Die größte strangulierende Wirkung für das Wirtschaftswachstum dürften jedoch die Energiepreise haben. Einerseits senken diese die Nachfrage, da die Menschen weniger Geld für Konsum übrig haben. Da ändert auch das Maßnahmenpaket der Regierung nichts, es ist nur ein Tropfen auf den heißen Stein - aber immerhin! Andererseits verteuern diese die Produktion enorm. Dabei sieht man in der Abbildung, dass der Anstieg der Produzentenpreise in der Eurozone schon im Januar 2022 und damit vor dem Einmarsch des Diktators in der Ukraine abenteuerliche Niveaus erreicht hat. Es steht zu befürchten, dass die Zahlen für März nochmals einen neuen Rekord erreicht haben. Zumal der Ölpreis seit dem Einmarsch gut 20 Prozent - in der Spitze sogar 40 Prozent - gestiegen ist, der Erdgaspreis ebenfalls um 20 Prozent.

Erste Frühindikatoren deuten nun auch schon an, wie sich der Ukraine-Krieg quantitativ auf die deutsche Wirtschaft auswirken könnte. So ist der am 25. März 2022 veröffentlichte ifo Geschäftsklimaindex für den März massiv auf 90,8 Punkte abgestürzt nach 98,5 Punkten zuvor. Als Grund führt das ifo-Institut einen "historischen Einbruch" der Erwartungen um 13,3 Punkte, der sogar den Rückgang bei Ausbruch der Corona-Krise im März 2020 (minus 11,8 Punkte) übertrifft. Das ökonomische Institut dazu: "Die Unternehmen in Deutschland rechnen mit harten Zeiten." Das sind die neuen Realitäten für die Wirtschaft, die es auch zuvor schon nicht leicht hatte. Doch natürlich ist es keine Lösung, nun den Kopf in den Sand zu stecken. Mehr Versorgungssicherheit ist ein Thema, das angegangen werden muss und auch wird. Doch das ist eine langfristige, vor allem auch politische Aufgabe. Für die Unternehmen selbst heißt es nun noch flexibler, noch effizienter und innovativer zu werden.
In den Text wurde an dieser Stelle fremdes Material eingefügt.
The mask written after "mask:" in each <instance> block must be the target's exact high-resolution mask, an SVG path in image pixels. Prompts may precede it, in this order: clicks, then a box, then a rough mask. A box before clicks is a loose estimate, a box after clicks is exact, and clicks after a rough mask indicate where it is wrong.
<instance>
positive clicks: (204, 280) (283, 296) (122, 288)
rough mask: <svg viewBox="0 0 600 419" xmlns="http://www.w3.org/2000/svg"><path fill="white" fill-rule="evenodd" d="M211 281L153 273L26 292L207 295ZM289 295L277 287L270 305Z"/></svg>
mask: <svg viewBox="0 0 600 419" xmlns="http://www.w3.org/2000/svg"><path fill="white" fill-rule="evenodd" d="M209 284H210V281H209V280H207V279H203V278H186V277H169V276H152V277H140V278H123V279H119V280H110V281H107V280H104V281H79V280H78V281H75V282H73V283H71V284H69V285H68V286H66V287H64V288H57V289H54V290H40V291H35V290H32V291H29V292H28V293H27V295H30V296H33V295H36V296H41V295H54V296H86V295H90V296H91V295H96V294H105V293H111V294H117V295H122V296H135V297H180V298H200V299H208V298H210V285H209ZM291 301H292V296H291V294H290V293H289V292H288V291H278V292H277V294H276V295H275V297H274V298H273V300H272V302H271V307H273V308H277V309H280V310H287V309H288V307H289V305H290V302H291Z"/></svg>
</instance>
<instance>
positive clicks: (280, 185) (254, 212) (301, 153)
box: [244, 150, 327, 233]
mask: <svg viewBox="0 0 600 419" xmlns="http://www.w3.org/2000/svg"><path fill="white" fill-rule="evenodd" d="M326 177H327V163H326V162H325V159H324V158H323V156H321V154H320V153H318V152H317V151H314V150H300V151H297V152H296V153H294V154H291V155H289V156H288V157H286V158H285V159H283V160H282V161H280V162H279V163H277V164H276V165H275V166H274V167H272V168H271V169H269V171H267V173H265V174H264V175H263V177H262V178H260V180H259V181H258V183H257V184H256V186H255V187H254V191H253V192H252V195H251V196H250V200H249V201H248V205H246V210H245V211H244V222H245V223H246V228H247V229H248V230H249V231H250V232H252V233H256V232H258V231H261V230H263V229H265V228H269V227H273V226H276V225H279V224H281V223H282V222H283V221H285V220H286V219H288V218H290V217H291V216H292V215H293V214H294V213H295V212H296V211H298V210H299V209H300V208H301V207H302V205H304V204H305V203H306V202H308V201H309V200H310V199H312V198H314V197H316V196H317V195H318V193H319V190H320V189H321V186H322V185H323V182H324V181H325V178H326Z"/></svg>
In der Industrie spielt da das Schlagwort "Industrie 4.0" eine große Rolle. Die vernetzte und digitale Produktion verspricht laut Michael Ochs und Stephan Weber (siehe Seite 16) flexible und wandelbare Produktionsprozesse. Die beiden Autoren sehen darin auch einen "Garant wirtschaftlicher Resilienz in Krisenzeiten." Sie mahnen aber auch an, dass es dafür die entsprechenden flexiblen Finanzierungen braucht.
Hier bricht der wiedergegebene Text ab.